Posbekasi.com

Sensus Penduduk, 6.501 Petugas Sasar Sampel 527.456 Rumah

Asisten Pemerintahan dan Kesejahteraan Rakyat Pemerintah Daerah Provinsi Jabar, Dewi Sartika, pada Rapat Koordinasi dan Sosialisasi Sensus Penduduk 2020 (SP2020) Lanjutan di Provinsi Jawa Barat, di Hotel Papandayan Bandung, Jumat 18 Maret 2022. [Posbekasi.com /Istimewa]
POSBEKASI.com | BANDUNG
Asisten Pemerintahan dan Kesejahteraan Rakyat Pemerintah Daerah Provinsi Jabar, Dewi Sartika, menjadi keynote speaker pada kegiatan Rapat Koordinasi dan Sosialisasi Sensus Penduduk 2020 (SP2020) Lanjutan di Provinsi Jawa Barat, dihadiri tim pelaksana SP2020 Lanjutan Provinsi Jabar, dinas/instansi/OPD terkait di Provinsi Jabar, di Hotel Papandayan Bandung, Jumat 18 Maret 2022.

Didaulat menjadi narasumber Kepala BPS Jabar, Dyah Anugrah Kuswardani, Kepala Dinas Kesehatan Provinsi Jabar, Nina Susana Dewi, dan Kepala Perwakilan BKKBN Provinsi Jabar, Wahidin.

Dalam pemaparannya, Dyah Anugrah Kuswardani menyampaikan bahwa SP2020 Lanjutan merupakan rangkaian dari agenda besar Sensus Penduduk 2020 di Indonesia. SP2020 Lanjutan akan menghasilkan karakteristik penduduk dan perumahan, serta parameter demografi yang lebih lengkap, mencakup fertilitas, mortalitas, dan mobilitas.

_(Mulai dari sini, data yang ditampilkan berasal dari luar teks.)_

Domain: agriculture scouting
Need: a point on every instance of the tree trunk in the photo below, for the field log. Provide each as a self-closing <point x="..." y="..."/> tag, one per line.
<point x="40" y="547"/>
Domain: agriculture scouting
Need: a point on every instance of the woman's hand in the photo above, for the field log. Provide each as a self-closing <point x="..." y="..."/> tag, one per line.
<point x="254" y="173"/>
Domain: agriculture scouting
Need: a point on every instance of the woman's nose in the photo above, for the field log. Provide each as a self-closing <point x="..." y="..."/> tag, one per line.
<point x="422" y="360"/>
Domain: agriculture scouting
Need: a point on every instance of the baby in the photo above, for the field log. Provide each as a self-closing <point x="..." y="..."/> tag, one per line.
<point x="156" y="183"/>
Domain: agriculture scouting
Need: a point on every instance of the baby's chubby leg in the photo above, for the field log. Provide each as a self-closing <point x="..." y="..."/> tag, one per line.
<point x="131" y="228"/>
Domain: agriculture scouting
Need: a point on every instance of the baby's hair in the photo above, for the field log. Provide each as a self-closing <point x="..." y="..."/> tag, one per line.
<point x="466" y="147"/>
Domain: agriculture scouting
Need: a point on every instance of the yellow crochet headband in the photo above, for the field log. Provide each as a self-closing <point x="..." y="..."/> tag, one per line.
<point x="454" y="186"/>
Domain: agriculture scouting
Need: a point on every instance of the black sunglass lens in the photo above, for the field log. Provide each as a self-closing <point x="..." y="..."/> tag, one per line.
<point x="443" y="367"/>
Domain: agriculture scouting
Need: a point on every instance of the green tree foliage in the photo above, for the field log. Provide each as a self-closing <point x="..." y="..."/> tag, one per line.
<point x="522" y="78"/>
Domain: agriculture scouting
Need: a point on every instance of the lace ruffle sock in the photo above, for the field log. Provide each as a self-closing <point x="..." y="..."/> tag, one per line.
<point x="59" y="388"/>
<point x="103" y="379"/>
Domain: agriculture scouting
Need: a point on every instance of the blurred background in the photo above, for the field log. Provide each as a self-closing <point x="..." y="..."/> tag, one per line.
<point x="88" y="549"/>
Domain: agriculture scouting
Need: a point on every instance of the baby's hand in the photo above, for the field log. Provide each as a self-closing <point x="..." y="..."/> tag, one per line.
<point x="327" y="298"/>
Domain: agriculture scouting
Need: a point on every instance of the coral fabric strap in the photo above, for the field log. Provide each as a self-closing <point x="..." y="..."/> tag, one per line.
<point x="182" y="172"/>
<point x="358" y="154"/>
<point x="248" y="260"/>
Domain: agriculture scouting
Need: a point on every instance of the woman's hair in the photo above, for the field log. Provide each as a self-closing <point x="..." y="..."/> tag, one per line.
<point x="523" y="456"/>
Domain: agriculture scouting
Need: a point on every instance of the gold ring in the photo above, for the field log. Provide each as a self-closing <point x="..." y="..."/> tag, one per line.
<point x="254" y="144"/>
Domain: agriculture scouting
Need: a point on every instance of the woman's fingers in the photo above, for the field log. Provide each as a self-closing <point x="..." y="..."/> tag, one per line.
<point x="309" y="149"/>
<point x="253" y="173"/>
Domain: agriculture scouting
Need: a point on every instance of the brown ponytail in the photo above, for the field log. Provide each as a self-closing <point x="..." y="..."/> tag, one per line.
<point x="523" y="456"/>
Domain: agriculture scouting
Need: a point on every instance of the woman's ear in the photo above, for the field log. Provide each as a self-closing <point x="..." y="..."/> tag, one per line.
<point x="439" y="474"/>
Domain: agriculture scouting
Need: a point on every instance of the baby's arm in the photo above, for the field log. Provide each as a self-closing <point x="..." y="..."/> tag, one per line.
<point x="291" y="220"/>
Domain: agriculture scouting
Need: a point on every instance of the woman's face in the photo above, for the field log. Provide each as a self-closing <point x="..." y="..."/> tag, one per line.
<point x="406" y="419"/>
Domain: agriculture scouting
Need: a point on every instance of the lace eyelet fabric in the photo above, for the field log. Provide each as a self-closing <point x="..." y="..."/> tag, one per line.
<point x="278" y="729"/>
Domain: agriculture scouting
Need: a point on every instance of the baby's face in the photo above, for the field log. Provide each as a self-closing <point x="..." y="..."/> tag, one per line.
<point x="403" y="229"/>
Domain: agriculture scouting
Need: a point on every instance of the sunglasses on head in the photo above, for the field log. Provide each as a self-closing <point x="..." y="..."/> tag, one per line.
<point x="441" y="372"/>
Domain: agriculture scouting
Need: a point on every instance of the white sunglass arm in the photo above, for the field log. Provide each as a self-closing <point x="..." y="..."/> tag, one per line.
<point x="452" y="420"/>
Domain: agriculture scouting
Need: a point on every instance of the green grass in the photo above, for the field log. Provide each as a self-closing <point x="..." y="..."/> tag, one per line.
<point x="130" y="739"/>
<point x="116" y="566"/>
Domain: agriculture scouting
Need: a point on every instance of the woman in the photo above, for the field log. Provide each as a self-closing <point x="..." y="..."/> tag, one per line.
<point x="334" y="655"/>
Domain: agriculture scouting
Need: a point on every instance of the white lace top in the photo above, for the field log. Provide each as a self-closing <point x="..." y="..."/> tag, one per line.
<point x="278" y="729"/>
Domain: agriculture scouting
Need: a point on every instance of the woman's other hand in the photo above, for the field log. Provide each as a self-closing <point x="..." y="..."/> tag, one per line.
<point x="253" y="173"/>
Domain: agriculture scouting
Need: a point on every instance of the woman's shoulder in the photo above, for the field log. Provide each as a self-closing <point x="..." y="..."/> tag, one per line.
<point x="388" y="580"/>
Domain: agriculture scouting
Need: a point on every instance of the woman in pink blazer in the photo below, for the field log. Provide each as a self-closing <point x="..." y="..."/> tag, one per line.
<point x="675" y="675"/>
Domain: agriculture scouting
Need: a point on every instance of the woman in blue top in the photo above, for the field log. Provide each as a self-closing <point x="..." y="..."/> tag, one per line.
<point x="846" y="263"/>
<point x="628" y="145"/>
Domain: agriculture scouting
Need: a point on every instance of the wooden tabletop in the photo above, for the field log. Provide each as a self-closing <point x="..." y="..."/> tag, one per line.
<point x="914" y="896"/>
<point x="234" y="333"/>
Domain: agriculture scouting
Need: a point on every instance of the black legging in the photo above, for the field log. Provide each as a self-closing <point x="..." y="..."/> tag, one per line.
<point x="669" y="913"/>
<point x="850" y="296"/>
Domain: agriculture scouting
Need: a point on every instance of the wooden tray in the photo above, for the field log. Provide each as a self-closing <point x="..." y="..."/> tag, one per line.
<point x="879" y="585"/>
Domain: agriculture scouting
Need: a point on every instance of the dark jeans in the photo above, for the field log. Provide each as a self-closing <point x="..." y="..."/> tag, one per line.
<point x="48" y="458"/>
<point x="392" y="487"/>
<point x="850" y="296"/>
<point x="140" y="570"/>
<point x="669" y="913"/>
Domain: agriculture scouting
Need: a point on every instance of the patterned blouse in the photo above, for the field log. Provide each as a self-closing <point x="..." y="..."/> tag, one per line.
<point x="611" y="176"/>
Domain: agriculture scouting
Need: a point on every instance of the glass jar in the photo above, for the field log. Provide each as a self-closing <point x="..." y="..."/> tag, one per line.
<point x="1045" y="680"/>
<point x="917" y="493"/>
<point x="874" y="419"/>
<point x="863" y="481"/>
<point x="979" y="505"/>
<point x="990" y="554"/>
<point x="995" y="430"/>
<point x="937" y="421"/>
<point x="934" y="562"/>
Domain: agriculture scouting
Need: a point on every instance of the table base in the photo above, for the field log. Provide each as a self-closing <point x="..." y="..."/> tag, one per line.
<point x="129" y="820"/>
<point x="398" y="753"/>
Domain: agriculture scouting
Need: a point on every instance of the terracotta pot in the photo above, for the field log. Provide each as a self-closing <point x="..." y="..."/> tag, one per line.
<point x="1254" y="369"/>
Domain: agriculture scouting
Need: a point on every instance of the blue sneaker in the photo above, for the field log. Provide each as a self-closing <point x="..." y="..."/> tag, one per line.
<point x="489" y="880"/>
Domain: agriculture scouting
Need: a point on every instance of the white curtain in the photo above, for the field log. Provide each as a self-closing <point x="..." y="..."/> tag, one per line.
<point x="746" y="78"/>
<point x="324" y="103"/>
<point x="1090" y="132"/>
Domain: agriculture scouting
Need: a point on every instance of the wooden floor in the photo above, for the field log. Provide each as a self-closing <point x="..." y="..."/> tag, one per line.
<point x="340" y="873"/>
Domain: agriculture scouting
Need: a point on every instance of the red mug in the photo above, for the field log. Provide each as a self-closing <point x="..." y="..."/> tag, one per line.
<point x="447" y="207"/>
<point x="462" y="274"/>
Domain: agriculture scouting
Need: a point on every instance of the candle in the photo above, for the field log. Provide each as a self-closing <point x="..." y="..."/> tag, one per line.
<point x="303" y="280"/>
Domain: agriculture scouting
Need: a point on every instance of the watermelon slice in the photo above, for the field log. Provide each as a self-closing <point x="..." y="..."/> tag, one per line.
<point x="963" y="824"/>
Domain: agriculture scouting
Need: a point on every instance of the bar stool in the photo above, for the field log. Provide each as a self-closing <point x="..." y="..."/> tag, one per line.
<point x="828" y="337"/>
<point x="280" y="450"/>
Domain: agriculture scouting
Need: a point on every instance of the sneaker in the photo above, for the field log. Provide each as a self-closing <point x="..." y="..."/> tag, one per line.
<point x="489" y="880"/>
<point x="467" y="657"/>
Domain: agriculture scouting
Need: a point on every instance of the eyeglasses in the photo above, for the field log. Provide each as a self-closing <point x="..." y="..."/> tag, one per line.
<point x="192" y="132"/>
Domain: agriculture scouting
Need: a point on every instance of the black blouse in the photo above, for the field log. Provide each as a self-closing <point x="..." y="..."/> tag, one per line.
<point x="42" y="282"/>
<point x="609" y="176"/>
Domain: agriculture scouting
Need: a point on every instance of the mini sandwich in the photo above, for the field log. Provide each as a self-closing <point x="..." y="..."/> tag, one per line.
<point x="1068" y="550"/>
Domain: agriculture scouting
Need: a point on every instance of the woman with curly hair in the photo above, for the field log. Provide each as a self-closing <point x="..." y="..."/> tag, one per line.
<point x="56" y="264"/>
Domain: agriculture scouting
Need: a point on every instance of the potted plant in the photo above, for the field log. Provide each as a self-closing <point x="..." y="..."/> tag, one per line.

Misi besar SP2020 lanjutan merupakan benchmark indikator kependudukan Indonesia; potret demografi Indonesia setelah melewati gelombang ke-2 pandemi Covid-19; evaluasi capaian pembangunan di bidang kependudukan pada SDGs dan RPJMD, serta dasar penentuan kebijakan pembangunan Indonesia menuju Indonesia Emas 2045.

Dalam mencapai misi besar ini, BPS Jabar akan menurunkan 6.501 petugas yang akan menyasar sampel sebanyak 527.456 rumah tangga. Dyah menekankan data yang sudah dikumpulkan tidak akan bermakna jika tidak dimanfaatkan sebagai dasar perencanaan dan dasar pengambilan kebijakan.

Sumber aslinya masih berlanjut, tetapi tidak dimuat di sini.